The next section shows the top 10 rated Dividend Aristocrats based on expected total return.
Estimated Total Returns for The Dividend Aristocrats
The top 10 Dividend Aristocrats based on estimated total return are shown below.
Note 1: Valuation return is based only on 10 year historical P/E ratio and current P/E ratio (using adjusted earnings). Cyclical businesses (like ADM, CVX, and XOM) are unfairly penalized here as earnings are depressed resulting in an inflated P/E ratio. A 6 year return to ‘fair value’ time period was used.
Note 2: Growth rates are based on a mix of Value Line estimates, my own estimates, and historical growth numbers.
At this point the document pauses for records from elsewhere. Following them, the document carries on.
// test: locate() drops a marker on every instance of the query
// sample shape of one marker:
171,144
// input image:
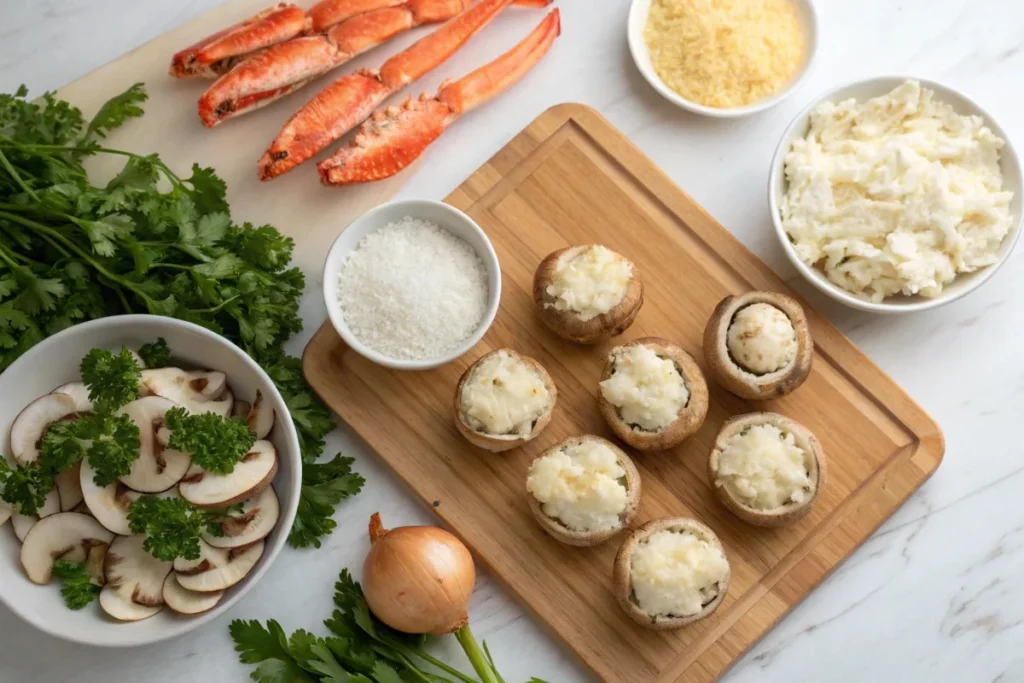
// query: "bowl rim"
634,35
333,260
271,551
776,178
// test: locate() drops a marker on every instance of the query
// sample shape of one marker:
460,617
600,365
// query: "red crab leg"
343,104
286,68
327,13
395,137
217,53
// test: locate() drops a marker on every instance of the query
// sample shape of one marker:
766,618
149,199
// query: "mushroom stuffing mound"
767,469
137,486
584,491
758,345
504,400
671,572
587,294
652,394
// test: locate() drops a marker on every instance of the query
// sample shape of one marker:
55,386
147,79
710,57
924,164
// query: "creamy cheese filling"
761,339
583,486
765,468
676,572
647,390
589,281
896,195
504,395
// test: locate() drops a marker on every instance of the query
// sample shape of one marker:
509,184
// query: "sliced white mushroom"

You can download a spreadsheet of data for all 50 Dividend Aristocrats at the link below. The spreadsheet includes:
- All 50 Dividend Aristocrats
- Valuation, Growth, and Dividend Returns
- 10 Year Historical Average & Current Price-to-Earnings Ratios
- Total Returns
Note: The same limitations discussed in notes 1 and 2 apply to the spreadsheet as well.
Estimating total returns quantifies the assumptions you make about a stock.
Estimated total returns make comparisons across different stocks and investments easier.